SANTA ANA (CNS) - A federal judge overseeing a lawsuit alleging south Orange County cities have done little to address homeless or obstructed efforts to solve the problem will also consider a newly filed lawsuit alleging the county is illegally using the cost of shelter as “in-kind” income against welfare otherwise available to the transients.
The lawsuit's filing on Monday came a day before U.S. District Judge David O. Carter, who has been overseeing multiple lawsuits by homeless supporters since last year, was set to consider a lawsuit against the county and several south county cities that seeks to stop them from enforcing anti- camping laws.
The lawsuit against the south county cities alleged they have done nothing to solve homeless or have stood in the way of solutions. The named cities involved in the lawsuit are Irvine, San Clemente, San Juan Capistrano, Dana Point and Aliso Viejo. But other south county cities could find themselves involved if they cannot provide proof they offer adequate shelter for transients.
Cities cannot enforce anti-camping laws unless they can prove they have enough shelter space available for the homeless.

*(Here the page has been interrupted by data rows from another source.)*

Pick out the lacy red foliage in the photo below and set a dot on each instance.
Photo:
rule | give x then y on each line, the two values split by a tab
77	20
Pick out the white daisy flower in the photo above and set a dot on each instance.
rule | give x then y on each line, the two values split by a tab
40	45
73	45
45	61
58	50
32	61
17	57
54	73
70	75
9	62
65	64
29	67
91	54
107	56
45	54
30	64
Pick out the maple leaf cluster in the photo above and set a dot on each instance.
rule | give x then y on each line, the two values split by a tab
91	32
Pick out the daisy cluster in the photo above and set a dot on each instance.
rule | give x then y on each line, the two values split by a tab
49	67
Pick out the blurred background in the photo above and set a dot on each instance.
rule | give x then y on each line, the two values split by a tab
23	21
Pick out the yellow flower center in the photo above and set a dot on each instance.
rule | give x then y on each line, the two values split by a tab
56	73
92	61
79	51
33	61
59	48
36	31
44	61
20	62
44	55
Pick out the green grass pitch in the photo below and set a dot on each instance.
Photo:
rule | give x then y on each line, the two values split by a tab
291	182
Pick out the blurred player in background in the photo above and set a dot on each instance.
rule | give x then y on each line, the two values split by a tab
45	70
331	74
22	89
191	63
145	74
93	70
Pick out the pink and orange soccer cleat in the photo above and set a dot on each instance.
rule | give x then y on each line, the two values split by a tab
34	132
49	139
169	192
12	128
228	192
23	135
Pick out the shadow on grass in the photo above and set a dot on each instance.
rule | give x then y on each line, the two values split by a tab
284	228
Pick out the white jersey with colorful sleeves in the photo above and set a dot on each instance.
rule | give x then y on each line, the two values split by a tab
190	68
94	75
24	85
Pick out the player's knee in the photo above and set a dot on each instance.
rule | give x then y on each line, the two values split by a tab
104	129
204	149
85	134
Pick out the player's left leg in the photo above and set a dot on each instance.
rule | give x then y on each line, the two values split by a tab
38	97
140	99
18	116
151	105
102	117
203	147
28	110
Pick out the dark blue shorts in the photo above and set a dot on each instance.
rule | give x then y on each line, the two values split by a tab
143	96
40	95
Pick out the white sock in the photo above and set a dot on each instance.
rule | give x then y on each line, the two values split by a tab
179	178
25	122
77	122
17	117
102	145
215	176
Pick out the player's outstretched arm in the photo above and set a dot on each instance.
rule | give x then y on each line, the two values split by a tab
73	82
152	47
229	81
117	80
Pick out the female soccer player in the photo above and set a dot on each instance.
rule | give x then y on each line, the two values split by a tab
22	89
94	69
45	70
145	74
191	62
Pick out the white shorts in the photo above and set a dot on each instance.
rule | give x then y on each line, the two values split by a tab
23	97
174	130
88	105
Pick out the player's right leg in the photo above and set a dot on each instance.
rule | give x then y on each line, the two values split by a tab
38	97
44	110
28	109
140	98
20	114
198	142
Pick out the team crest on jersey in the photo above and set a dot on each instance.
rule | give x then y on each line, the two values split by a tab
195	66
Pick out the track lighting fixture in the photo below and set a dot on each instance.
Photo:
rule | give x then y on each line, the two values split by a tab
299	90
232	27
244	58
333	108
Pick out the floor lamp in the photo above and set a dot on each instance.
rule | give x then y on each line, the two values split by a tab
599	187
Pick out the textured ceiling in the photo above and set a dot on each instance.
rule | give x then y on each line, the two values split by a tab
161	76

Multiple cities in north Orange County such as Costa Mesa, Orange and Tustin, which faced the first wave of lawsuits stemming from efforts to clear out an encampment along the Santa Ana riverbed, have agreed to settle or are in the process of settling. Santa Ana volunteered to agree to terms before it was served.
In the most recent litigation filed against the county, the plaintiffs argue that the county is wrongly denying cash to transients from the General Relief assistance program. The program provides temporary cash for the needy when they fail to qualify for other federal or state programs.
The money from General Relief is to be paid back when the recipient receives Supplemental Security Income, a process that can take years, the attorneys argue in the lawsuit.
The lawsuit includes three residents who found shelter after the county began cooperating in the federal case before Carter.
The lawsuit alleges that the county has “again implemented policies and practices that deny and terminate aid to the most vulnerable populations based on improper grounds.” They argue that in 2012 the county settled a class action lawsuit in how it administered the General Relief program from August 2010 to December 2012.
The settlement allowed for the repayment of the General Relief funds, but “only after the GR recipient met their basic support needs,” the lawsuit alleges.
The homeless advocates allege in the lawsuit that the county has returned to “unlawful denials of GR, deterring applicants from filing appeals, constructively blocking the aid paid pending an appeal of the denial, issuing retroactively dated termination notices, and ensuring that the lengthy appeal hearing process leaves vulnerable individuals without benefits or other assistance for months before determinations are made.”
The Orange County Social Service Agency, for example, “now counts subsidized housing of any type as `in-kind income,' without limit,” the lawsuit alleges.
“As a consequence, formerly homeless individuals are forced to choose between a roof over their head and food in their belly,” the lawsuit alleges.
County officials were not immediately available to respond.